『突破せよ 最強特許網 新コピー機誕生』は、かつてNHKで放送されていたドキュメント番組『プロジェクトX』を書籍化したシリーズの一つです。
1960年代、日本のキャノン社が、当時売り上げの大部分を占めていたカメラ事業への依存から脱却すべく、新たにコピー機の製造に参入し、世界シェアNo.1になるまでの紆余曲折が描かれています。
当時、コピー機といえばアメリカ企業ゼロックス社が絶対王者で、シェア100パーセント、鉄壁の特許網を張って新規参入者を阻んでおり、あのIBMでさえコピー機を開発しようとしてゼロックス社に訴えられ、2500万ドルもの和解金を支払わされたということです。ゼロックス社の特許網の完璧さが次のように説明されています。
一つひとつの技術が、二重三重の特許によってプロテクトされていた。
「事業を独占するためには特許はこう使うんだ、と。そのお手本といっていいような、理想的な活用術でした。特許というものが、ここまで奥深いものだとは、ゼロックスの特許を知るまでは私には想像もできなかった」
キャノン社は苦労に苦労を重ね、ゼロックス社のこの完璧な特許網をかいくぐる「NPシステム」という独自の技術を開発し、世界中で特許を取得して製品化します。
ところが、王者ゼロックス社が、キャノン社が取得したNPシステムに関する特許の取り消し申請をイギリスとオーストラリアの特許庁に提出するという対抗措置をとってきました。
NPシステムの特徴は、コピー機の感光体に絶縁フィルムを巻きつける点にあり、ゼロックス社は自社の特許に「additionally comprises an insulating film(追加的に絶縁フィルムを含む)」という記載があることを主張し、特許取り消し申請の根拠とします。
このままでは勝てないと悟ったキャノン社の特許マンは、別のアプローチで対抗できないか鋭意検討します。
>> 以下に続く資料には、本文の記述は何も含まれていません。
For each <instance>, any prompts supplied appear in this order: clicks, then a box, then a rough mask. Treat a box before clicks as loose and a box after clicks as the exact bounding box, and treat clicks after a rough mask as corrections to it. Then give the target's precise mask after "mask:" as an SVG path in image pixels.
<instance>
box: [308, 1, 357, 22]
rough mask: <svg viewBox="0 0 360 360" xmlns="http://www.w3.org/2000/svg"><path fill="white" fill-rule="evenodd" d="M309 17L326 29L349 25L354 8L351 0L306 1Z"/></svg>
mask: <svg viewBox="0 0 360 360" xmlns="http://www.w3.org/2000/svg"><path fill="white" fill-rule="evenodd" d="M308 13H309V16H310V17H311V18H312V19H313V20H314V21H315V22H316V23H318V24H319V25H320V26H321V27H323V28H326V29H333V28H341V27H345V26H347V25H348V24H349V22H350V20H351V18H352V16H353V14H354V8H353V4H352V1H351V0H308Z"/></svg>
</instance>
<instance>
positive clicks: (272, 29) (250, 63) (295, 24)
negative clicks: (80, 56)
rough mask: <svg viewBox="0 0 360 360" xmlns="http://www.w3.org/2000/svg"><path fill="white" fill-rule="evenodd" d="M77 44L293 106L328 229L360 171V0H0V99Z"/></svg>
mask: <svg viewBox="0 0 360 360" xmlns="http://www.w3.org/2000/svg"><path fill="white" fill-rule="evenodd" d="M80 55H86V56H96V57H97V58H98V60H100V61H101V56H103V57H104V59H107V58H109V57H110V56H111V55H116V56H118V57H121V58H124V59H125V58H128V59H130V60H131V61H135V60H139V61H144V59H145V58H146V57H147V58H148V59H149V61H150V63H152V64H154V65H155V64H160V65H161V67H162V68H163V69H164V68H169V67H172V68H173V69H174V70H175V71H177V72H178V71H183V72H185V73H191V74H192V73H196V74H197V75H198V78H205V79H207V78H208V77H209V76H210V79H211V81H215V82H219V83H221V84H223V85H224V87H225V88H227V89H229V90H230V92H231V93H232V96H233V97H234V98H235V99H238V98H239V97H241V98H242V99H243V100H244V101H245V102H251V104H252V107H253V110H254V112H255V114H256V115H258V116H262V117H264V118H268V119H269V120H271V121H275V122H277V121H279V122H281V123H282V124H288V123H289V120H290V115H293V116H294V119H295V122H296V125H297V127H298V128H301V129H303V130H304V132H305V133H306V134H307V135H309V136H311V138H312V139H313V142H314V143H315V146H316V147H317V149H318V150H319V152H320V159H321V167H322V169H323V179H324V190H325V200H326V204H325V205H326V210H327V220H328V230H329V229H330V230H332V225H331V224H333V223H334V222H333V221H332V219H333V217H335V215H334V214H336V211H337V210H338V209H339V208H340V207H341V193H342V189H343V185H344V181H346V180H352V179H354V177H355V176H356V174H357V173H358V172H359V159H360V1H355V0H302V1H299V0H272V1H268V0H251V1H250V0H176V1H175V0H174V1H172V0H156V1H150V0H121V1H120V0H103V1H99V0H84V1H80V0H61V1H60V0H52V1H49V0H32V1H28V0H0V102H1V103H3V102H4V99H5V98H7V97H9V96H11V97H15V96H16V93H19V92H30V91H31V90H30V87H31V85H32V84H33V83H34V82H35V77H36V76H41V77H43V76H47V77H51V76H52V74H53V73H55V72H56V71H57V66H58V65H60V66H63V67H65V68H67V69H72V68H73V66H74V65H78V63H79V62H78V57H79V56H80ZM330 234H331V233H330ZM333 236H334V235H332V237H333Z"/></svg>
その結果、NPシステムでは「同時」に行う2つのステップが、ゼロックス社の特許技術では「同時」にはできず、「順次」にしかできないことを突き止め、実験により証明することに成功。これがもとになって、取り消し申請は軒並み却下され、キャノン社はNPシステムが独自の技術であることを自分たちの力で証明しました。
このように、この本は訴訟において立場が悪くなった場合に争点を変えて成功した事例が示されているとも見ることができます。
また、コピー機の内部構造や技術用語の勉強にもなるのではないかと思います。例えば、ともに「技術」を表す「テクニック」「テクノロジー」の使い分け方が、次の一文から分かります。
日本の「技術」は「テクニック」であり、「テクノロジー」は欧米のモノまねでしかないという批判がつきまとっていた。
本書では、ゼロックス社の周到さと、それに打ち勝ったキャノン社の地道な努力が中心に描かれています。キャノン社によって不可能であることが実証された上記「同時」のオプションが、ゼロックス社の特許にはしっかりと「simultaneousも可能」と付記されていたという、非常に興味深い事実が明らかにされ、特許の奥深さを知ることができる本です。